Working to give physicians the power of precision medicine

 

Precision medicine seeks to deliver potent therapy to diseased cells, while minimizing impact on healthy cells. Our proprietary process is the first to combine small molecule drug conjugate (SMDC) technology with companion imaging agents to assist in therapy selection. Several targeted SMDCs and companion imaging agents are already in the development pipeline and in clinical trials for a wide range of cancers and other serious diseases.

SMDCs use a diseased cell’s own biology to breach its defenses

By binding to expressed receptors specific to diseased cells, the SMDC selectively enters the diseased cells through endocytosis. Our releasable linker systems allow the delivery and activation of potent therapeutic agents at the site of disease. 

Companion imaging agents may enable timely selection of patients

We replace the drug payload of the SMDC with an imaging agent (radionuclide) that can be viewed with widely available nuclear imaging equipment. The companion imaging agent shares the same targeting ligand as our SMDCs. Therefore, a positive image may indicate that the drug will also target the diseased tissue, thereby increasing the likelihood of therapeutic benefit following SMDC therapy. This assessment of the patient provides a picture of the patient’s current disease status. With our proprietary platform, Endocyte seeks to make possible the evolution of patient care from a trial-and-error process to precision medicine.

Using endocytosis to deliver drugs inside diseased cells

Many types of cancer cells have an elevated requirement for the vitamin folic acid. In order to divide and multiply, cells need to make DNA, and folic acid is essential for DNA synthesis. As a consequence, these cancer cells upregulate one of three major pathways for acquisition of the vitamin: the reduced folate carrier, the proton-coupled folate transporter, or the folate receptor. About 40% of human cancers upregulate the folate receptor.1

The folate receptor will bind folate as well as folate-targeted SMDCs and carry them inside the cells by receptor-mediated endocytosis. Because cancer cells express the folate receptor and most normal cells do not, using folate receptors to mediate uptake of SMDCs may lead to selective delivery.

The discovery behind the technology

Philip Low, PhD and Christopher Leamon, PhD discovered folate receptor-targeted drug delivery more or less by accident while studying endocytosis in plants. 

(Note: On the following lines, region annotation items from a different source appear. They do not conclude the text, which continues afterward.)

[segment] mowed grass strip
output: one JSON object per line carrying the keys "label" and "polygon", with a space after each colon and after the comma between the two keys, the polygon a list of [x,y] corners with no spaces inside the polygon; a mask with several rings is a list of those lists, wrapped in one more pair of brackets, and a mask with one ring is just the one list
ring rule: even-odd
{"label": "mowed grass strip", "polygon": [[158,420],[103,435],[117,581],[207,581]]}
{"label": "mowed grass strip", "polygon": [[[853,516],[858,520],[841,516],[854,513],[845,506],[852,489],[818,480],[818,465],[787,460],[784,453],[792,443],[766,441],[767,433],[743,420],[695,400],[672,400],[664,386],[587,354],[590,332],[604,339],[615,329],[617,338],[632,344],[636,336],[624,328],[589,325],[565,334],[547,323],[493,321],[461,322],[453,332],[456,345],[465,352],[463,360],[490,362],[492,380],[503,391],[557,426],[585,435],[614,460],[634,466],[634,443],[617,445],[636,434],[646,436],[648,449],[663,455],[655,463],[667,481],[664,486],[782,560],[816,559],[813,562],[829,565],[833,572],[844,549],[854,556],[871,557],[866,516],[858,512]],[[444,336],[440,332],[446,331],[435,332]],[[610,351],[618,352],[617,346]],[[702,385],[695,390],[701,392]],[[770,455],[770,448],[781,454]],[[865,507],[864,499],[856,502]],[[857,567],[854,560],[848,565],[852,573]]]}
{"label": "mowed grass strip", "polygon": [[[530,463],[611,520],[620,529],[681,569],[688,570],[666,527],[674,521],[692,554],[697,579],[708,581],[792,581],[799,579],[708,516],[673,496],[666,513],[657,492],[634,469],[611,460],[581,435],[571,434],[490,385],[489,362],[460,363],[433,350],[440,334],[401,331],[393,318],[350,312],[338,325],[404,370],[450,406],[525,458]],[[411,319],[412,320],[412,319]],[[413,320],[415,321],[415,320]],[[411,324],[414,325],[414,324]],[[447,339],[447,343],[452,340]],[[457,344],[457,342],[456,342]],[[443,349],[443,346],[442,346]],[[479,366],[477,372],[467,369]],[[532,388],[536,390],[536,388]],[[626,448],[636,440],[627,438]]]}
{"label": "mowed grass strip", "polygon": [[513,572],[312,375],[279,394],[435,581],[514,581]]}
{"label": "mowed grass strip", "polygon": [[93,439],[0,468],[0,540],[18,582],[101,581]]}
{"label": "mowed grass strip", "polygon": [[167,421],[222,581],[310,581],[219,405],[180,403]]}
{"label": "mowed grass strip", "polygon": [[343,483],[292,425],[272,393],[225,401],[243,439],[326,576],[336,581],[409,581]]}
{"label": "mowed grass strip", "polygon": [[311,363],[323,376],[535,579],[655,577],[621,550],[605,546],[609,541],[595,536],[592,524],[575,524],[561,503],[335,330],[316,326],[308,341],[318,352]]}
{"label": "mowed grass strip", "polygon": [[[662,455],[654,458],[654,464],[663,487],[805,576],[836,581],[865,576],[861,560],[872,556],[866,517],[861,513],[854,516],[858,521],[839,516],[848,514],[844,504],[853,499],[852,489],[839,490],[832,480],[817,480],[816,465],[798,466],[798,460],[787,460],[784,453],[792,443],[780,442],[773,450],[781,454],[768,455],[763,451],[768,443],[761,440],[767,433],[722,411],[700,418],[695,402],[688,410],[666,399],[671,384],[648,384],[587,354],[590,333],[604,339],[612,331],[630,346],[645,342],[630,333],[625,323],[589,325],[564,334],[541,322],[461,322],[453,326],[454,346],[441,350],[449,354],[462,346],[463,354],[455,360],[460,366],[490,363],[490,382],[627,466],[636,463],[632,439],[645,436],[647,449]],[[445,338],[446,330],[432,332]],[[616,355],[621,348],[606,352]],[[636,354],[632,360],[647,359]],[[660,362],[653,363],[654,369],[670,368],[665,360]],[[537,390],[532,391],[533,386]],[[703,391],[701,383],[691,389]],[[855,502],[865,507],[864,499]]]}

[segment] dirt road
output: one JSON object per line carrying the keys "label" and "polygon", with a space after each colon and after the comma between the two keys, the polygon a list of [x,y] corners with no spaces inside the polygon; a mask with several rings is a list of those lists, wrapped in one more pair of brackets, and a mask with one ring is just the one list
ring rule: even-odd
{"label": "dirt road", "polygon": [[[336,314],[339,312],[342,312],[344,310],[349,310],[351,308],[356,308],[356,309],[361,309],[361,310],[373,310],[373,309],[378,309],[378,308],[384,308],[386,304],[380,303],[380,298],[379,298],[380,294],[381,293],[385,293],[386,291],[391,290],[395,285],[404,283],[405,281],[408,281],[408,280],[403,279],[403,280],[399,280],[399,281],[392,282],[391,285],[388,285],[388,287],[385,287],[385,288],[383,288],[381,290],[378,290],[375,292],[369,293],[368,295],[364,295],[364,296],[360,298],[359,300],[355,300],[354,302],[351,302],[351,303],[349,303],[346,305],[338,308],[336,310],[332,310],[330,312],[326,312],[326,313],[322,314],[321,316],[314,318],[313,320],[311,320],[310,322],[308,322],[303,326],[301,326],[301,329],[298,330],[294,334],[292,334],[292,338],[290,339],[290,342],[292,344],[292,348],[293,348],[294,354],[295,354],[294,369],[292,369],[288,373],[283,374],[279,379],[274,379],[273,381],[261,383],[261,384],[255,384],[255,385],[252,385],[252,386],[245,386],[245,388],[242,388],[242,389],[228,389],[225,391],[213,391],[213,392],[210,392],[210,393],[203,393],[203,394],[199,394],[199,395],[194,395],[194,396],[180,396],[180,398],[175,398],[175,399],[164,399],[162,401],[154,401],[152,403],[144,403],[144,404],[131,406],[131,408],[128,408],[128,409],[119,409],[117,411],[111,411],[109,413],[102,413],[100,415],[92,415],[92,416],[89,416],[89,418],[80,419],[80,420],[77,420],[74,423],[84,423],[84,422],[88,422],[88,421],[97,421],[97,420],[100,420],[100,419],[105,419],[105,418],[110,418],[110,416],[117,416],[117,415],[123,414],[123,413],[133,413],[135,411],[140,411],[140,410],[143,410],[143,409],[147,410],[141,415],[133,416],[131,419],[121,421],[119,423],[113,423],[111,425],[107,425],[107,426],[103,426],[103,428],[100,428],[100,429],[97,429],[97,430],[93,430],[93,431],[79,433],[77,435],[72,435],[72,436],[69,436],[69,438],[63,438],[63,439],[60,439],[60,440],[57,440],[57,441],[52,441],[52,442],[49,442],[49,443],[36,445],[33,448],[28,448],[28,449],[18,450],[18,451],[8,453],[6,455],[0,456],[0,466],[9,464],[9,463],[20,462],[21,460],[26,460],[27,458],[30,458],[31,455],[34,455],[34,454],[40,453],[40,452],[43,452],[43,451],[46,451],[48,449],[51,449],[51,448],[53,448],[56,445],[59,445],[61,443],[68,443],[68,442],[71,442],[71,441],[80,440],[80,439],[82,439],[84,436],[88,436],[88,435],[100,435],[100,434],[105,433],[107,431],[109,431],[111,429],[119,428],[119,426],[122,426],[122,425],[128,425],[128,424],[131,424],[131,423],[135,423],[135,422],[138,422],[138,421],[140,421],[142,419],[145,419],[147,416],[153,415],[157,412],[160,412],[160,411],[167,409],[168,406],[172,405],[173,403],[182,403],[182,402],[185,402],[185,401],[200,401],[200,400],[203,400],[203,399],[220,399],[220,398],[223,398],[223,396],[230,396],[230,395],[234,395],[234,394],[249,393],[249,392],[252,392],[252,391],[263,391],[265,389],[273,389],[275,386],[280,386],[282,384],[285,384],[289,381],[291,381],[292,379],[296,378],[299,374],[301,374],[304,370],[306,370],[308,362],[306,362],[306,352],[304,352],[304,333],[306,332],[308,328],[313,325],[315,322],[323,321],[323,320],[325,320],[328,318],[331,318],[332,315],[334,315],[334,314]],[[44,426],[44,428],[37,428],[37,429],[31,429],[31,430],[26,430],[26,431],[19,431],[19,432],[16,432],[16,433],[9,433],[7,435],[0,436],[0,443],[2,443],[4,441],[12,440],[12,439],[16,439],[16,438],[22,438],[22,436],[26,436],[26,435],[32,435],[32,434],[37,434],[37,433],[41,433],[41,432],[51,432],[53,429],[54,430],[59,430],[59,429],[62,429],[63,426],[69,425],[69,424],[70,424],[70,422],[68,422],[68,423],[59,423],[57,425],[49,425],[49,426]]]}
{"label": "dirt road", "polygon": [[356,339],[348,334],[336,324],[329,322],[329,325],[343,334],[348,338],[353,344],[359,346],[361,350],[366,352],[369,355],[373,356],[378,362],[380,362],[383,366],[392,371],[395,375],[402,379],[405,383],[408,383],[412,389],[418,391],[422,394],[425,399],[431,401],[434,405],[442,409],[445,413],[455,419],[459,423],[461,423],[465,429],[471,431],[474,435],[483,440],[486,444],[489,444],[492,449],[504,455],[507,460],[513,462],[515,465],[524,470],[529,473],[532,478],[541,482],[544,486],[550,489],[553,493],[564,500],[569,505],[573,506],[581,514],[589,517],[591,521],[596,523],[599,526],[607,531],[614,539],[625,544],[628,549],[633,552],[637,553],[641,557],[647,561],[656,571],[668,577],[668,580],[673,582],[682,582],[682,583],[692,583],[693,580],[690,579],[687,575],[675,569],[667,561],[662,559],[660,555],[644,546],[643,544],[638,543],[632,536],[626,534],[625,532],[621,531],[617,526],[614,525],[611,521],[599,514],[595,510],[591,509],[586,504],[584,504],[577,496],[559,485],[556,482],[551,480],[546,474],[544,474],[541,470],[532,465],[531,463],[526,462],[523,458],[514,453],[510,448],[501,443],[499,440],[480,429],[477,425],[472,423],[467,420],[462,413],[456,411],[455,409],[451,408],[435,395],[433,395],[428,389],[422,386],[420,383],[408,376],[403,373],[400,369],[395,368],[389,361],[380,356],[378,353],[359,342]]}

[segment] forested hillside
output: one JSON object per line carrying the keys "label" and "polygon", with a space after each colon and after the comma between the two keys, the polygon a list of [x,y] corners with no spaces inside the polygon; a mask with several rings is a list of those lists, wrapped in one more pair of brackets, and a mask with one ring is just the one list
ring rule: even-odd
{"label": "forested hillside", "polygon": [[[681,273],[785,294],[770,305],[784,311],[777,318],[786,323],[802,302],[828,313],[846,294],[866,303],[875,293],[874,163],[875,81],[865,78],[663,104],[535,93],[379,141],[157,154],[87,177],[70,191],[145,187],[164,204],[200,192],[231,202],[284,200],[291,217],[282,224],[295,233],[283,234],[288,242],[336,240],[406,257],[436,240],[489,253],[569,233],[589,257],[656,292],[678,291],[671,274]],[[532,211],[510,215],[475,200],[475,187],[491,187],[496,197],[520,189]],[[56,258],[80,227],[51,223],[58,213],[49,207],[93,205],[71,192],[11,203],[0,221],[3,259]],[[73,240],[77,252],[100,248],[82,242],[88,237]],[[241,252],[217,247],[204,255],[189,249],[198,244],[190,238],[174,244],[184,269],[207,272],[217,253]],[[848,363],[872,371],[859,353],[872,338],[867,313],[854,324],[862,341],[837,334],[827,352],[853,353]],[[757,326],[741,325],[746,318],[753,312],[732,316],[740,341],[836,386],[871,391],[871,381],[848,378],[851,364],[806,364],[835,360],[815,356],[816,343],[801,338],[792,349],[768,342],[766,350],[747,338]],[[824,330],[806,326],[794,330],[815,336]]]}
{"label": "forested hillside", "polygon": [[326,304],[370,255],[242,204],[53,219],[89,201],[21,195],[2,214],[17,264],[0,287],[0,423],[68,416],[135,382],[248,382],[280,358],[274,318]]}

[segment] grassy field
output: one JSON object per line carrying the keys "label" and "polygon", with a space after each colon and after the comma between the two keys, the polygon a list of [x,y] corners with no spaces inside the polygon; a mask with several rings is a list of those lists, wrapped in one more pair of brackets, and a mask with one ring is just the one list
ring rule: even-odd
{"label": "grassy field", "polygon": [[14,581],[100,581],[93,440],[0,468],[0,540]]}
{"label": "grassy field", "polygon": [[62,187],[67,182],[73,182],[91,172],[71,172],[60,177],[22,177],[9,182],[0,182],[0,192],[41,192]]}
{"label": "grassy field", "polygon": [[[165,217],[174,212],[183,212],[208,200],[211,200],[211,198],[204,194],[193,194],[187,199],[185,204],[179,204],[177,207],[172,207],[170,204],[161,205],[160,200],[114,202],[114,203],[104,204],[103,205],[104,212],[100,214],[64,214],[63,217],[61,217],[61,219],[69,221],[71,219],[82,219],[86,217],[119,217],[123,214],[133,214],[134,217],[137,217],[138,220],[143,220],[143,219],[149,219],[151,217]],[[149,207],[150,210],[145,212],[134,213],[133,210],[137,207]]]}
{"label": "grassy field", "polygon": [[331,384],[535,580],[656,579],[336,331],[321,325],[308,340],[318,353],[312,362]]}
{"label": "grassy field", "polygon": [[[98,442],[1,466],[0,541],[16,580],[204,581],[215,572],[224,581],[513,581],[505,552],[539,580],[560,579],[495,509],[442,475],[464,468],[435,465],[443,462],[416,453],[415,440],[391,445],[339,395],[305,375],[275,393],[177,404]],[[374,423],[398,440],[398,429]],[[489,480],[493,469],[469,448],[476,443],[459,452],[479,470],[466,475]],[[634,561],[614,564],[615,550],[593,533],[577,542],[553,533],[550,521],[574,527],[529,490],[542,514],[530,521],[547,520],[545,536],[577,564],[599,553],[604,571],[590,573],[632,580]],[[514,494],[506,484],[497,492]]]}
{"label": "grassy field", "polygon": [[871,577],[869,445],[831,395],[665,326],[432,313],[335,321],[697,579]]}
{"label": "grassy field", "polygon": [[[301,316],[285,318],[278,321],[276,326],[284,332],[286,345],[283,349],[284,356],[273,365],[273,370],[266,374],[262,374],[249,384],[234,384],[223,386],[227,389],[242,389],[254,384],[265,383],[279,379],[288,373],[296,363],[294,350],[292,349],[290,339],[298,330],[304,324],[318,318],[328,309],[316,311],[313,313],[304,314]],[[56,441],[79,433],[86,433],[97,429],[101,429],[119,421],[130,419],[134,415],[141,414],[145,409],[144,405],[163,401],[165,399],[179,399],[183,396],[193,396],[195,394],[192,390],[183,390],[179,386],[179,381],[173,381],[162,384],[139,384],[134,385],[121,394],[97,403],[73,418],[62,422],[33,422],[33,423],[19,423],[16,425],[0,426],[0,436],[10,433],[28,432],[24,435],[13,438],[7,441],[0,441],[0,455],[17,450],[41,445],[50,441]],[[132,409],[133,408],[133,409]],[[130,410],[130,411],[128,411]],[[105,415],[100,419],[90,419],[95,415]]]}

Doctors Low and Leamon later decided to explore whether similar uptake of pathways might exist in the animal kingdom. They found pathways for uptake of folate and other vitamins in animals, and then subsequently found that they could deliver attached proteins and drugs into animal cells by linking them to these vitamins.

The most important discovery to emerge from these studies was that folate would deliver attached molecules into cancer cells and largely avoid uptake in normal tissues. Therefore, they had discovered a highly selective method for delivering drugs and other molecules into cancer cells, simply by attaching them to the vitamin folic acid.

Endocyte is developing other targeting ligands beyond folate that may benefit additional cancer patients. Looking beyond cancer, we are also advancing research to develop products that can target diseases such as rheumatoid arthritis, osteoarthritis, atherosclerosis, viral infections, and others.

1. Reference: Low PS, Klaratne SA. Folate-targeted therapeutic and imaging agents for cancer. Curr Opin Chem Biol. 2009 Jun;13(3):256-62. doi: 10.1016/j.cbpa.2009.03.022. Epub 2009 May 4.